Le film, Jared Leto: Hollywood’s Dark Secret, n’est pas la première évocation de ces témoignages, et c’est précisément pour cela qu’il frappe différemment. Une enquête de magazine peut être démentie en une phrase et rangée dans un tiroir. Un documentaire donne des visages aux récits, des voix aux accusations, et — le détail que les spectateurs n’oublieront pas — un accord de confidentialité que la BBC dit avoir vu, qu’une accusatrice a refusé de signer. Ce qui change ici, c’est la perception publique, pas la paperasse.

La chaîne a interrogé dix femmes ; quatre d’entre elles accusent Leto d’agressions sexuelles à leur encontre lorsqu’elles étaient adolescentes. L’une raconte avoir été agressée dans la salle de bains d’un motel à dix-sept ans. Une autre dit avoir été menacée d’agression à dix-neuf ans, après avoir été laissée seule avec lui. Une troisième décrit une rencontre sexuelle en Californie à dix-sept ans, en dessous de l’âge du consentement de cet État. Une quatrième affirme que des appels téléphoniques à caractère explicite ont commencé quand elle avait seize ans. Leto n’a pas répondu aux demandes répétées de commentaires de la BBC, et aucune des accusations n’a été examinée par un tribunal.

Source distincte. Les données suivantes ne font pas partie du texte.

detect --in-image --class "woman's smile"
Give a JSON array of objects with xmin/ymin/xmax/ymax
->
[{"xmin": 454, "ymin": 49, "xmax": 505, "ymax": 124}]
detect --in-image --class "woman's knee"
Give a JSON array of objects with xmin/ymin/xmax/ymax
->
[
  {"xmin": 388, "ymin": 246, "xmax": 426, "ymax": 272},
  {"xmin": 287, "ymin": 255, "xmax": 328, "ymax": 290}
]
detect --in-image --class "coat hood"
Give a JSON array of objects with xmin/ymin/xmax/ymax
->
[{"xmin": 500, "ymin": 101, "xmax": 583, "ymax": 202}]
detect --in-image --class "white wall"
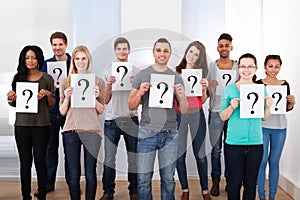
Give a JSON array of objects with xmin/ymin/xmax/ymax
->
[
  {"xmin": 263, "ymin": 0, "xmax": 300, "ymax": 199},
  {"xmin": 0, "ymin": 0, "xmax": 300, "ymax": 199},
  {"xmin": 0, "ymin": 0, "xmax": 70, "ymax": 180}
]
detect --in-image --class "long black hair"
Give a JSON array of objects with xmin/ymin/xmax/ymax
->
[
  {"xmin": 12, "ymin": 45, "xmax": 44, "ymax": 90},
  {"xmin": 176, "ymin": 41, "xmax": 208, "ymax": 78}
]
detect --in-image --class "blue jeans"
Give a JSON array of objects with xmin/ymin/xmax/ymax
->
[
  {"xmin": 257, "ymin": 128, "xmax": 286, "ymax": 198},
  {"xmin": 208, "ymin": 112, "xmax": 228, "ymax": 178},
  {"xmin": 176, "ymin": 109, "xmax": 208, "ymax": 190},
  {"xmin": 46, "ymin": 113, "xmax": 66, "ymax": 187},
  {"xmin": 63, "ymin": 131, "xmax": 101, "ymax": 200},
  {"xmin": 102, "ymin": 118, "xmax": 139, "ymax": 195},
  {"xmin": 137, "ymin": 128, "xmax": 178, "ymax": 200},
  {"xmin": 225, "ymin": 143, "xmax": 263, "ymax": 200}
]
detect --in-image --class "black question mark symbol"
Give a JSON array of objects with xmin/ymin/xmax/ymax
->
[
  {"xmin": 78, "ymin": 79, "xmax": 90, "ymax": 101},
  {"xmin": 53, "ymin": 68, "xmax": 62, "ymax": 85},
  {"xmin": 222, "ymin": 74, "xmax": 231, "ymax": 86},
  {"xmin": 157, "ymin": 82, "xmax": 169, "ymax": 104},
  {"xmin": 117, "ymin": 66, "xmax": 128, "ymax": 87},
  {"xmin": 22, "ymin": 89, "xmax": 33, "ymax": 109},
  {"xmin": 272, "ymin": 92, "xmax": 282, "ymax": 111},
  {"xmin": 247, "ymin": 92, "xmax": 258, "ymax": 114},
  {"xmin": 188, "ymin": 75, "xmax": 197, "ymax": 93}
]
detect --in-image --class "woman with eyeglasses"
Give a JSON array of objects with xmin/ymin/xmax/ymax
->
[
  {"xmin": 220, "ymin": 53, "xmax": 272, "ymax": 200},
  {"xmin": 256, "ymin": 55, "xmax": 296, "ymax": 200}
]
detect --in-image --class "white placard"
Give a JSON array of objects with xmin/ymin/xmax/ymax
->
[
  {"xmin": 240, "ymin": 84, "xmax": 265, "ymax": 118},
  {"xmin": 148, "ymin": 74, "xmax": 175, "ymax": 108},
  {"xmin": 16, "ymin": 82, "xmax": 38, "ymax": 113},
  {"xmin": 181, "ymin": 69, "xmax": 202, "ymax": 96},
  {"xmin": 216, "ymin": 70, "xmax": 236, "ymax": 95},
  {"xmin": 111, "ymin": 62, "xmax": 132, "ymax": 91},
  {"xmin": 71, "ymin": 74, "xmax": 96, "ymax": 108},
  {"xmin": 266, "ymin": 85, "xmax": 287, "ymax": 114},
  {"xmin": 47, "ymin": 61, "xmax": 67, "ymax": 88}
]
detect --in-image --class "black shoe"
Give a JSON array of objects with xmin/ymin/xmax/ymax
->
[
  {"xmin": 99, "ymin": 194, "xmax": 114, "ymax": 200},
  {"xmin": 34, "ymin": 185, "xmax": 55, "ymax": 197}
]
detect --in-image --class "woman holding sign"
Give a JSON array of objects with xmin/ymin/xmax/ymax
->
[
  {"xmin": 220, "ymin": 53, "xmax": 272, "ymax": 200},
  {"xmin": 175, "ymin": 41, "xmax": 211, "ymax": 200},
  {"xmin": 59, "ymin": 46, "xmax": 104, "ymax": 200},
  {"xmin": 7, "ymin": 45, "xmax": 55, "ymax": 199},
  {"xmin": 256, "ymin": 55, "xmax": 296, "ymax": 200}
]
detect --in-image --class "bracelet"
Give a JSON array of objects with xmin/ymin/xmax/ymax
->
[{"xmin": 179, "ymin": 97, "xmax": 186, "ymax": 102}]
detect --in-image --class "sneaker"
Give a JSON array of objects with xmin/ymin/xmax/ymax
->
[
  {"xmin": 99, "ymin": 194, "xmax": 114, "ymax": 200},
  {"xmin": 202, "ymin": 193, "xmax": 212, "ymax": 200},
  {"xmin": 34, "ymin": 185, "xmax": 55, "ymax": 197},
  {"xmin": 181, "ymin": 191, "xmax": 190, "ymax": 200}
]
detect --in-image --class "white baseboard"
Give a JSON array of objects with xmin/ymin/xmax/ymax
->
[{"xmin": 278, "ymin": 174, "xmax": 300, "ymax": 200}]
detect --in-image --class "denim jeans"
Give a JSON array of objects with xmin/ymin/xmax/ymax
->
[
  {"xmin": 63, "ymin": 131, "xmax": 101, "ymax": 200},
  {"xmin": 176, "ymin": 109, "xmax": 208, "ymax": 190},
  {"xmin": 257, "ymin": 128, "xmax": 286, "ymax": 198},
  {"xmin": 137, "ymin": 128, "xmax": 178, "ymax": 200},
  {"xmin": 102, "ymin": 118, "xmax": 139, "ymax": 195},
  {"xmin": 208, "ymin": 112, "xmax": 228, "ymax": 178},
  {"xmin": 46, "ymin": 113, "xmax": 66, "ymax": 187},
  {"xmin": 225, "ymin": 143, "xmax": 263, "ymax": 200}
]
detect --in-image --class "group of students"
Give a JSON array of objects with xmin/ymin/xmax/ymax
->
[{"xmin": 7, "ymin": 32, "xmax": 295, "ymax": 200}]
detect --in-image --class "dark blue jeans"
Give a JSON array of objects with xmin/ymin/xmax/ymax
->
[
  {"xmin": 257, "ymin": 128, "xmax": 286, "ymax": 198},
  {"xmin": 137, "ymin": 127, "xmax": 178, "ymax": 200},
  {"xmin": 225, "ymin": 143, "xmax": 263, "ymax": 200},
  {"xmin": 208, "ymin": 112, "xmax": 228, "ymax": 178},
  {"xmin": 102, "ymin": 118, "xmax": 139, "ymax": 195},
  {"xmin": 63, "ymin": 131, "xmax": 101, "ymax": 200},
  {"xmin": 46, "ymin": 113, "xmax": 66, "ymax": 187},
  {"xmin": 176, "ymin": 109, "xmax": 208, "ymax": 190}
]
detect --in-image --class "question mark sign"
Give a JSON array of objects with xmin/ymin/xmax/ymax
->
[
  {"xmin": 78, "ymin": 79, "xmax": 90, "ymax": 101},
  {"xmin": 22, "ymin": 89, "xmax": 33, "ymax": 109},
  {"xmin": 53, "ymin": 68, "xmax": 62, "ymax": 85},
  {"xmin": 247, "ymin": 92, "xmax": 258, "ymax": 114},
  {"xmin": 117, "ymin": 66, "xmax": 128, "ymax": 87},
  {"xmin": 157, "ymin": 82, "xmax": 169, "ymax": 104},
  {"xmin": 188, "ymin": 75, "xmax": 197, "ymax": 93},
  {"xmin": 222, "ymin": 74, "xmax": 231, "ymax": 86},
  {"xmin": 272, "ymin": 92, "xmax": 282, "ymax": 111}
]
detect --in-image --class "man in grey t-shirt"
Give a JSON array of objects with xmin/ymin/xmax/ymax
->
[
  {"xmin": 100, "ymin": 37, "xmax": 139, "ymax": 200},
  {"xmin": 128, "ymin": 38, "xmax": 188, "ymax": 200}
]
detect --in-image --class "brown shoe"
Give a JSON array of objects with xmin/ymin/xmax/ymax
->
[
  {"xmin": 202, "ymin": 193, "xmax": 212, "ymax": 200},
  {"xmin": 34, "ymin": 185, "xmax": 55, "ymax": 197},
  {"xmin": 181, "ymin": 191, "xmax": 190, "ymax": 200},
  {"xmin": 99, "ymin": 194, "xmax": 114, "ymax": 200}
]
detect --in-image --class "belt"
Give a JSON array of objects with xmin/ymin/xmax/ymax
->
[
  {"xmin": 177, "ymin": 108, "xmax": 201, "ymax": 115},
  {"xmin": 115, "ymin": 116, "xmax": 139, "ymax": 122}
]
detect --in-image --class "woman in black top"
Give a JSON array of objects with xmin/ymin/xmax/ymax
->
[{"xmin": 7, "ymin": 45, "xmax": 55, "ymax": 200}]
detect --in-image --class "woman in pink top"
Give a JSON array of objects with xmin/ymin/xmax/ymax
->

Ce qui rend le silence frappant, c’est que Leto avait auparavant une réponse plus tonitruante. Lorsque le média américain Air Mail a publié des récits similaires, son représentant a déclaré que chaque allégation était formellement niée et a qualifié les affirmations d’une accusatrice de « manifestement fausses ». C’était une posture — combative, juridique, officielle. Répondre à la BBC par le silence est un calcul différent, et plus risqué : à l’écran, une chaise vide se lit comme une réponse, qu’elle soit voulue ou non.

Leto n’est pas une figure marginale subissant un mauvais cycle médiatique. C’est un oscarisé, le leader d’un groupe qui remplit encore des salles, un acteur que les grands studios ont continué de faire tourner dans des franchises à gros budget — Skeletor cette année, un rôle de super-héros avant cela. Ce sont des institutions qui évaluent soigneusement le risque de réputation, et un documentaire aux standards éditoriaux d’une chaîne comme la BBC est exactement le genre d’élément qui fait bouger cette évaluation. Dans l’industrie, la question n’est plus de savoir si les accusations sont assez fortes pour compter. Elles le sont.

Les témoignages s’étendent sur des années où Leto était déjà célèbre, et la plupart des femmes s’expriment publiquement pour la première fois. La BBC n’a pas prétendu prouver un crime ; elle a rassemblé des témoignages et les a laissés s’accumuler, ce qui est une forme de poids en soi. Leto, ses représentants et ses démentis d’il y a un an font toujours partie du dossier — le nouvel élément, c’est ce qu’il a choisi de ne pas dire.

Leto a bâti sa carrière sur le fait de disparaître si complètement dans un personnage qu’on en oubliait l’homme. Les femmes de ce film demandent à Hollywood de faire l’inverse — de le regarder en face. Sa réponse, pour l’instant, c’est de détourner le regard.